PEDRO E JOÃO

O encontro dos dois aconteceu numa loja de sapatos, localizada no badalado Shopping Praia de Belas, no centro de Porto Alegre. Fazia tempo em que Pedro e João não se viam. Pra ser exato, desde a época em que terminaram o pré-vestibular.

Estavam eles sentados de costas, esperando o vendedor trazer os sapatos, quando se reconheceram nos espelhos. Deram um pulo e saíram correndo um ao encontro do outro. Estalaram as mãos naquele toque jovial que ecoou dentro da loja como se fosse uma bombinha de festa junina. Abraçaram-se. Foi aquela alegria.

- Que tem feito todos esses anos, rapaz? – quis saber Pedro.

Trabalhei numa fábrica de calçados em Novo Hamburgo, que fechou aqui e foi para outro estado. A crise agora está sendo alimentada pela isenção do ICMS. A firma fecha num estado e abre em outro onde tem a isenção.

- Aconteceu contigo! – completou Pedro consternado.

- Aconteceu! E veja que ironia, tô nesta loja comprando sapato que eu mesmo fabricava. Mas deixa pra lá! E tu, que tem feito?

- Trabalhando na recepção de um hotel.

- Porteiro, meu? – brincou João.

- Recepcionista! – corrigiu Pedro sorrindo – mas tô batalhando uma bolsa para Engenharia Mecânica, me preparando, aprendendo alemão...

João se animou:

- Cara, tu tá com tudo! Isto dá dinheiro, meu! Oh, tenho uma prima que vive na cartomante. Ler mão dá dinheiro, rapaz!

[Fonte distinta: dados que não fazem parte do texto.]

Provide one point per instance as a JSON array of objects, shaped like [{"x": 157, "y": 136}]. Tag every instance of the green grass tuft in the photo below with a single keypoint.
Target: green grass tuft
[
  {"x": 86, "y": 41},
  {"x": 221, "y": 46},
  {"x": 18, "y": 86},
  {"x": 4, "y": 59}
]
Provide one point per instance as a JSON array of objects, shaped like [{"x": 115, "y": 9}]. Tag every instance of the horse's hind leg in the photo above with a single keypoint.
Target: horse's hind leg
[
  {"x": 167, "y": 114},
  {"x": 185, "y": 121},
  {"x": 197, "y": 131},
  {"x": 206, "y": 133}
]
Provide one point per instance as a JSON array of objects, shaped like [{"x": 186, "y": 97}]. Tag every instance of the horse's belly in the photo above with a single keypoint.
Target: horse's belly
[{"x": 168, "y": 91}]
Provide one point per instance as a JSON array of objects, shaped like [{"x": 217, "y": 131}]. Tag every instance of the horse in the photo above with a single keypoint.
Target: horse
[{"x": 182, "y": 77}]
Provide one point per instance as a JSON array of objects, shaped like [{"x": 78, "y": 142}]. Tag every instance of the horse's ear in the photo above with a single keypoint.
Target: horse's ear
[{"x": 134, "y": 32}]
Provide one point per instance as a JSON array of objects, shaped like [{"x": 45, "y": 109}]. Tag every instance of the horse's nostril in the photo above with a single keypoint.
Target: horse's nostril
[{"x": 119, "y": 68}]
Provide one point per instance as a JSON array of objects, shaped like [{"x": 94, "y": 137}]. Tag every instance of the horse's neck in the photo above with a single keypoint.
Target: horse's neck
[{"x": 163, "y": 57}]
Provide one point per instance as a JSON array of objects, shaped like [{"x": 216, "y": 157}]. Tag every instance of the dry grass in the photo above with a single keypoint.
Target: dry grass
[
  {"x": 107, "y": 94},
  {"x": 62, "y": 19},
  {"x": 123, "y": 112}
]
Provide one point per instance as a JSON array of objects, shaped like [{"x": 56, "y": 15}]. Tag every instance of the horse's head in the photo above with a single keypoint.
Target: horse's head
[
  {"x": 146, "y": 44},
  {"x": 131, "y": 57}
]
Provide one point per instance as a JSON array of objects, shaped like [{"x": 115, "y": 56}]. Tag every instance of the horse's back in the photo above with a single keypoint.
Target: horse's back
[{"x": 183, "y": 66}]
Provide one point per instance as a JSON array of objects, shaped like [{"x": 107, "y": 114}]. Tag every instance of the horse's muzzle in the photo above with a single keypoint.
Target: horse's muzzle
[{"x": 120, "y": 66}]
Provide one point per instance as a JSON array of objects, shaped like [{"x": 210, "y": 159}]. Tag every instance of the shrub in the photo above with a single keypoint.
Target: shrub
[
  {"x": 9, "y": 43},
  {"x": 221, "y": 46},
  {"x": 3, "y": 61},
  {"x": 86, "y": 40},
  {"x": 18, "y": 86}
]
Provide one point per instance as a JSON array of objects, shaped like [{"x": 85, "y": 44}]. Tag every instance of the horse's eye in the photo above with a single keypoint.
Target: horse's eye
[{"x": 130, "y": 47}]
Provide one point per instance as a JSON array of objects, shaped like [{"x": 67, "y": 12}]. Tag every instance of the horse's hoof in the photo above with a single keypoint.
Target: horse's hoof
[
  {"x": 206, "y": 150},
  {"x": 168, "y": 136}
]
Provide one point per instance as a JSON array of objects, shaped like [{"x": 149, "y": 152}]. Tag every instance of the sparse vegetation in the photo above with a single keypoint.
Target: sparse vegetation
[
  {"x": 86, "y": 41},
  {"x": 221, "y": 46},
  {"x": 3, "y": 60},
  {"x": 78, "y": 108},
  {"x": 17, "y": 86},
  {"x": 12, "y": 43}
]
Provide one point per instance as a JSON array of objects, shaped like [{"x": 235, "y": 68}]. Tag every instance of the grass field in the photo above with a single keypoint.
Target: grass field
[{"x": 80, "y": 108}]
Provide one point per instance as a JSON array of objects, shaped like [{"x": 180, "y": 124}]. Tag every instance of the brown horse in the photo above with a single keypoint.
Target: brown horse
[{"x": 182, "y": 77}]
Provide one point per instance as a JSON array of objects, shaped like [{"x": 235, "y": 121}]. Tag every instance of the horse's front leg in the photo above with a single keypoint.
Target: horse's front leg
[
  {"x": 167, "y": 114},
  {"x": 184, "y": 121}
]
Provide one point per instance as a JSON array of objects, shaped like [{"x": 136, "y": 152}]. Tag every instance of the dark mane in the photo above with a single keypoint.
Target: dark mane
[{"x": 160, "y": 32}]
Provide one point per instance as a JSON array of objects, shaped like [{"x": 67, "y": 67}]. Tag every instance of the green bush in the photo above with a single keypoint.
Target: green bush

Pedro não riu do fora do colega. Seus olhos acompanharam ligeiramente uma guria lourinha de tranças que circulava displicentemente pela loja, em meio às nuances do entardecer que penetra no recinto e ao colorido artificial das vitrines, o que tornava a sua imagem, multiplicada nos espelhos, infinitamente angelical.

João cutucou o amigo.

- Não perdeu a mania de paquerar, hein? Mas voltando àquele assunto, tu vai faturar horrores* com esse negócio de lê mão.

Nisso a lourinha, de saia longa e esvoaçante, viu os dois e sorriu discretamente, mas logo os seus olhos azuis voltaram a passear pelas vitrines. Pedro foi ao seu encontro. João correu atrás, puxando a camisa do amigo.

- Tu vai se dar bem com ela, hein? Tô sabendo!

Pedro sorriu, abraçou a guria por trás. João, ao lado dele, cochichou, disfarçando para não ser visto no espelho.

- Cara, ficou doido? Como vai abraçando assim a guria? Tu nem conhece ela.

- Não esquenta, amigo. Não disse pra ti que estou aprendendo alemão? Aqui está a minha sala de aula. Esta é Thresse, a minha namorada.

P.S. –

O que eu disse no conto NICOLLETA e em JOÃO GOGÓ, nem preciso dizer aqui: este também foi escrito em Porto Alegre.